Il nuovo pensare differente di Apple
La contrapposizione fra Apple e giustizia federale USA a proposito dell’iPhone di uno dei terroristi di San Bernardino ha i tratti perfetti dell’operetta morale. Prevede una nostra discesa in campo da un lato o dall’altro della barricata. Tecnofobi e conservatori ad affermare il diritto/dovere dei governi a controllare ogni centimetro quadrato del pavimento sotto il nostro letto, libertari e futuristi dall’altro a riaffermare la necessità di mantenere dentro il nuovo universo digitale una quota di riservatezza che possa assomigliare almeno un poco a quella della nostra vita precedente.
Un paio di cose mi paiono pacifiche e le anticipo qui prima di arrivare al centro del discorso. La prima è che il rimbrotto dei conservatori, per i quali il potere che ci governa ha sempre e dovunque ragione, è ridicolo e antistorico. Anche solo pensarlo (non dico nemmeno scriverlo, come noti commentatori hanno fatto in questi giorni) significa semplicemente aver chiuso gli occhi su molti dei fatti accaduti in questi anni a margine del tema della sorveglianza di massa.
La seconda, forse perfino più ridicola, è immaginare che la scelta di Apple abbia relazioni con il marketing: che si tratti di una strategia studiata a tavolino per vendere un maggior numero di aggeggi elettronici.
Invece la scelta di Tim Cook mi pare abbia due caratteristiche interessanti.
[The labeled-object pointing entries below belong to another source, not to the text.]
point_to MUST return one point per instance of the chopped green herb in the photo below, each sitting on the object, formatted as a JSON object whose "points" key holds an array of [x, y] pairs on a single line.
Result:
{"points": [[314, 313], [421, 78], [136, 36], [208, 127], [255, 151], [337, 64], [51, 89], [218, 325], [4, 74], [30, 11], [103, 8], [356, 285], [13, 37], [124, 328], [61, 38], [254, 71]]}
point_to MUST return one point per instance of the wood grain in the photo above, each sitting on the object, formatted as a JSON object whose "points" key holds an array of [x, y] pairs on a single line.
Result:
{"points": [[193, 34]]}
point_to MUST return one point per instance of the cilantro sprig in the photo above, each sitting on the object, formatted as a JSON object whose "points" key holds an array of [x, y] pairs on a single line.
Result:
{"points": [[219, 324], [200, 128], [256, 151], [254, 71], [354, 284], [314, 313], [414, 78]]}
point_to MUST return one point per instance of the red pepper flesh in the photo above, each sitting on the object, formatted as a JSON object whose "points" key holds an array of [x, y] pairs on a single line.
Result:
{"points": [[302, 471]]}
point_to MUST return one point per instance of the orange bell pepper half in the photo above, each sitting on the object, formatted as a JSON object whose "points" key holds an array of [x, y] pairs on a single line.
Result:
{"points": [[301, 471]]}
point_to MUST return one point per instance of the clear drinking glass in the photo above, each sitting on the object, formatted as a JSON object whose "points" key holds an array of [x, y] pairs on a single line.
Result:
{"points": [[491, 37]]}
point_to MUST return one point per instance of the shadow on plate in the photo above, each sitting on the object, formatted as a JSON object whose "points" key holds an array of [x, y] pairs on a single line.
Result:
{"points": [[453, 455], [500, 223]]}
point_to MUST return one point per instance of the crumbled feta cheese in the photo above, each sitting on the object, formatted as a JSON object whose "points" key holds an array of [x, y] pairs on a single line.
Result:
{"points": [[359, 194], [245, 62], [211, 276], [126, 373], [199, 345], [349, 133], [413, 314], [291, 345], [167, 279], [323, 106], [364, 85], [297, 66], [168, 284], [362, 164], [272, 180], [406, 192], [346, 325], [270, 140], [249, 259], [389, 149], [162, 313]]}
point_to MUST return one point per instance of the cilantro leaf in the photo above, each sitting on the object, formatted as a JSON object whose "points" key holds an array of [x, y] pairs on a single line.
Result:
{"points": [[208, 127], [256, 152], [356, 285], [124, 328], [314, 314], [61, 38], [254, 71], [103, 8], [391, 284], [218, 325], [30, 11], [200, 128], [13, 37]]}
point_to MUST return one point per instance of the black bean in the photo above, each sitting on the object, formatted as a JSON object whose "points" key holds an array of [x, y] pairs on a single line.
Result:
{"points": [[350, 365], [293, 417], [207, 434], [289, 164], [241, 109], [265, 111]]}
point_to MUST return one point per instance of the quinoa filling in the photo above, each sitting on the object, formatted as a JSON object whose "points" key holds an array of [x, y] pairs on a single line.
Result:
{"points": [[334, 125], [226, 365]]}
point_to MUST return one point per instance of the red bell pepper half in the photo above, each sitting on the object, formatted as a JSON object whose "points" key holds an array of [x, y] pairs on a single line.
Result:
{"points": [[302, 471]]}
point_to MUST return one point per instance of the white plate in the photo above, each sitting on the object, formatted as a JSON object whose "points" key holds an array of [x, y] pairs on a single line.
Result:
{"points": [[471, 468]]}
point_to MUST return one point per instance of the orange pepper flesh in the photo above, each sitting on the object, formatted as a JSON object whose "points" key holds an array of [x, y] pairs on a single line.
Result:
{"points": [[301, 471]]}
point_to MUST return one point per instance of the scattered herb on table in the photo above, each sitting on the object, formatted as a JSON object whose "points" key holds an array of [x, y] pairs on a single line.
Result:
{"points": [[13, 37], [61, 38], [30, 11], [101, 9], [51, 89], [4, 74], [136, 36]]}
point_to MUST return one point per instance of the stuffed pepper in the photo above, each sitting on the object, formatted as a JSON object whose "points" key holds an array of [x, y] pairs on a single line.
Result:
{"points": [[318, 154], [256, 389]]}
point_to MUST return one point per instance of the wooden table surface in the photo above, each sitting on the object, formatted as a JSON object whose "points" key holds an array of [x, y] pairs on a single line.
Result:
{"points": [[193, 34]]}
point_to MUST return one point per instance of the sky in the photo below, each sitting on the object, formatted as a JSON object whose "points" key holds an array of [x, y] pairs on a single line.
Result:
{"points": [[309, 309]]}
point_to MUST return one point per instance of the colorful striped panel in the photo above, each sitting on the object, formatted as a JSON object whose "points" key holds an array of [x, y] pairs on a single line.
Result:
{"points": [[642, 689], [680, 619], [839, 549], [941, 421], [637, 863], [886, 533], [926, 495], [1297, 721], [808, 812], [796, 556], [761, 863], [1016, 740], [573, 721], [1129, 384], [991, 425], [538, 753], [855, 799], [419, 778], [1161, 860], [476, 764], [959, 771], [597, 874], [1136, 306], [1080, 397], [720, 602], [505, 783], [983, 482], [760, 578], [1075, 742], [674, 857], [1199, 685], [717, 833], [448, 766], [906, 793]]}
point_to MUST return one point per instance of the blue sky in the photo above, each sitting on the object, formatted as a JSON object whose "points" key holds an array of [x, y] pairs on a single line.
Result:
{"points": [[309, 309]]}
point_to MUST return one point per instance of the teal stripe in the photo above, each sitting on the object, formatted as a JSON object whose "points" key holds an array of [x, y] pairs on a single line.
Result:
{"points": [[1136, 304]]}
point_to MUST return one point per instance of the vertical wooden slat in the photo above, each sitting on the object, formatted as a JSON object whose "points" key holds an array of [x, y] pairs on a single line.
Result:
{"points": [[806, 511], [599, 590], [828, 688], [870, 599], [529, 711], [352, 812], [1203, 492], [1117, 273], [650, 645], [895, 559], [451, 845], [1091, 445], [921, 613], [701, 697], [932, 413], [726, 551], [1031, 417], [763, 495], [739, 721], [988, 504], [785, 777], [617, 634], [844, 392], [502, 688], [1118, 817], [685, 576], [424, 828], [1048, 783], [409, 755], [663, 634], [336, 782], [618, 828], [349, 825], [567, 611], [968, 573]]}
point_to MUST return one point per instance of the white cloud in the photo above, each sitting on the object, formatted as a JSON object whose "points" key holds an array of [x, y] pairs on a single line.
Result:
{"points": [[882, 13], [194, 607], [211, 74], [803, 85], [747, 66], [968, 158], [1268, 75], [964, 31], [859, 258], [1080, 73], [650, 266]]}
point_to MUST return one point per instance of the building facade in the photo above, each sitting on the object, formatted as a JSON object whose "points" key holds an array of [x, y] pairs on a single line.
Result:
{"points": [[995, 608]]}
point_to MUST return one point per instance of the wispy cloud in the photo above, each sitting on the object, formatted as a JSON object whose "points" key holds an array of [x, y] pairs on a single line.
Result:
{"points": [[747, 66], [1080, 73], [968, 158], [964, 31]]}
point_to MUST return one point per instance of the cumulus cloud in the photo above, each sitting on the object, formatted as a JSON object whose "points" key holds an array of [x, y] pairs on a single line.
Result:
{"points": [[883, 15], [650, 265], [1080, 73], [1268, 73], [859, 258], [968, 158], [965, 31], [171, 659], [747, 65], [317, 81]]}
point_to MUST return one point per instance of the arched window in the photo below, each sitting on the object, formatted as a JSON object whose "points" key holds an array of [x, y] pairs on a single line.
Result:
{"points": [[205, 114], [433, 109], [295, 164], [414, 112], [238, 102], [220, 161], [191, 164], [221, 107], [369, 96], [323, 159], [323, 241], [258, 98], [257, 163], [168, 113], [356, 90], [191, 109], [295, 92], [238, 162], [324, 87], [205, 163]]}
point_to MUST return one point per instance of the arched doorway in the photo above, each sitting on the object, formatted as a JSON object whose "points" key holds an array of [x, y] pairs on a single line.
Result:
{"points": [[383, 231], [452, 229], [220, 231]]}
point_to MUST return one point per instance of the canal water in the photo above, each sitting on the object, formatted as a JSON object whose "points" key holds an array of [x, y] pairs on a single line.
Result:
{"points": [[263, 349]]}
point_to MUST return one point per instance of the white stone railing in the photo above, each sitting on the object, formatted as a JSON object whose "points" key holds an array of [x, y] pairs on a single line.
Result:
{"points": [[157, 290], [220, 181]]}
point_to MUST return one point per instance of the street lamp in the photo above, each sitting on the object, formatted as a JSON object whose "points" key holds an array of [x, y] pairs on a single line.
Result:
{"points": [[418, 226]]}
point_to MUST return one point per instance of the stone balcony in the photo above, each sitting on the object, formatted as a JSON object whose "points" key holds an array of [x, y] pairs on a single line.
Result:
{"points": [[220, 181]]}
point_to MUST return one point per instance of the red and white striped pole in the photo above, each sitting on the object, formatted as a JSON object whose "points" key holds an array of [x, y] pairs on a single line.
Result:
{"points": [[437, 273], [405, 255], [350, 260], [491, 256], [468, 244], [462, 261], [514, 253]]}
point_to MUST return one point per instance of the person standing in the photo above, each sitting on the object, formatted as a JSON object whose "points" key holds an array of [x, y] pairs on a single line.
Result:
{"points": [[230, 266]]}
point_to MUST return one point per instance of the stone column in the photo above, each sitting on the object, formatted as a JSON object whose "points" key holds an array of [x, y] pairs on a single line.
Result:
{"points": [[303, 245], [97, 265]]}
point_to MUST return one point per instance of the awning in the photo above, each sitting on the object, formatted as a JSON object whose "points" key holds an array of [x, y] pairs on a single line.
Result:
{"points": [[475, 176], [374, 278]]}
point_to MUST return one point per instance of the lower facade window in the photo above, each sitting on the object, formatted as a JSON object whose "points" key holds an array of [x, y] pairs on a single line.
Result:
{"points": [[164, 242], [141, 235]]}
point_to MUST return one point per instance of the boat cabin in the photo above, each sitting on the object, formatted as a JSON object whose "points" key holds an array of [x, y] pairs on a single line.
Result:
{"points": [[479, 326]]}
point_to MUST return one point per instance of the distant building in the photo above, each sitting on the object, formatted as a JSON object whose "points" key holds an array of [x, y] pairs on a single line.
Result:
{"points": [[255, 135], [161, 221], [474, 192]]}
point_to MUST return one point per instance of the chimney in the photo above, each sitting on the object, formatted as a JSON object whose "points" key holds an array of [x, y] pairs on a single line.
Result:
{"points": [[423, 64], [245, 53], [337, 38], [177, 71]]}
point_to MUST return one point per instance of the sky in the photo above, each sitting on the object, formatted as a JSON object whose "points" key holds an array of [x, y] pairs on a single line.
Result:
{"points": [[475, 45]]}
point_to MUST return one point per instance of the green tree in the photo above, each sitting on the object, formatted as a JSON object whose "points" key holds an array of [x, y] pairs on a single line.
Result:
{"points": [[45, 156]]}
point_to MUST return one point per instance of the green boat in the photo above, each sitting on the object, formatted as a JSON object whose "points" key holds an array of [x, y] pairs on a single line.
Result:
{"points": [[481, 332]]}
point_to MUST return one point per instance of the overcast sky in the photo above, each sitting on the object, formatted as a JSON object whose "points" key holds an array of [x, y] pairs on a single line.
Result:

La prima è che non è recentissima. È stata ingegnerizzata (per scrivere software ci vuole tempo) almeno un paio di anni fa e resa pubblica a settembre 2014 con la presentazione di iOS 8. E quando è stata presa una simile decisione di irrobustire le difese crittografiche dei prodotti Apple? Semplice: appena ci si è resi conto – grazie alle rivelazioni di Edward Snowden – che il governo USA attraverso la sua Agenzia per la Sicurezza Nazionale aveva rubato o era in grado di rubare tutti i dati contenuti in tutti i telefoni Apple in tutto il pianeta. In quei giorni avevamo realizzato di essere finalmente tutti uguali: tutti potenziali terroristi dentro un gigantesco database pienissimo di informazioni irrilevanti e nostre.
La seconda caratteristica che mi pare degna di nota è che quella di Apple non è la semplice reazione dell’amante tradito ma una strategia di lungo periodo, l’unica possibile per mantenere il proprio rapporto fiduciario con la clientela. L’idea secondo la quale backdoor di Stato introdotte nei sistemi operativi dei nostri telefoni (che sono ormai parti pulsanti fra le più importanti della nostra vita di relazione) siano lecite e possano essere tollerate in nome della presunta autorevolezza di agenzie come NSA (o peggio delle prerogative di tecnocontrollo di decine di regimi sanguinari in tutto il pianeta) è talmente naïve da poter convincere forse alcuni commentatori occasionali ma per il resto del tutto priva di senso. Le implicazioni a cascata di simili scelte, dentro l’attuale era della sorveglianza, sono talmente tante e talmente rapide da scardinare qualsiasi modello di business legato alla comunicazione e questo in nome di una presunta sicurezza tutta da verificare e già mille volte smentita dai fatti, dalle Torri Gemelle fino ad oggi.
Apple ha compreso per tempo che il nuovo “think different” è immaginare sé stessa come interfaccia fiduciaria fra la propria clientela ed il potere. Quest’ultimo continua ad agitarsi goffamente immaginando di poter far valere, perfino nell’occidente democratico, una reputazione che non ha più dopo che i fatti (e non le supposizioni stile Echelon circolate per anni) lo hanno ampiamente sbugiardato.
Il nostro interesse di cittadini è duplice ed in entrambi i casi legato ad un modello fiduciario. Ci fideremo domani di chi saprà difendere la riservatezza dei nostri dati ovunque essi siano. Prevederemo eccezioni e distinguo, in un numero limitatissimo di casi, solo quando l’autorevolezza del controllore non sia ridotta, come è ora, a quella di un commerciante di auto usate che prova a venderci per l’ennesima volta il rottame arrugginito e con le gomme lisce del terrorista cattivo.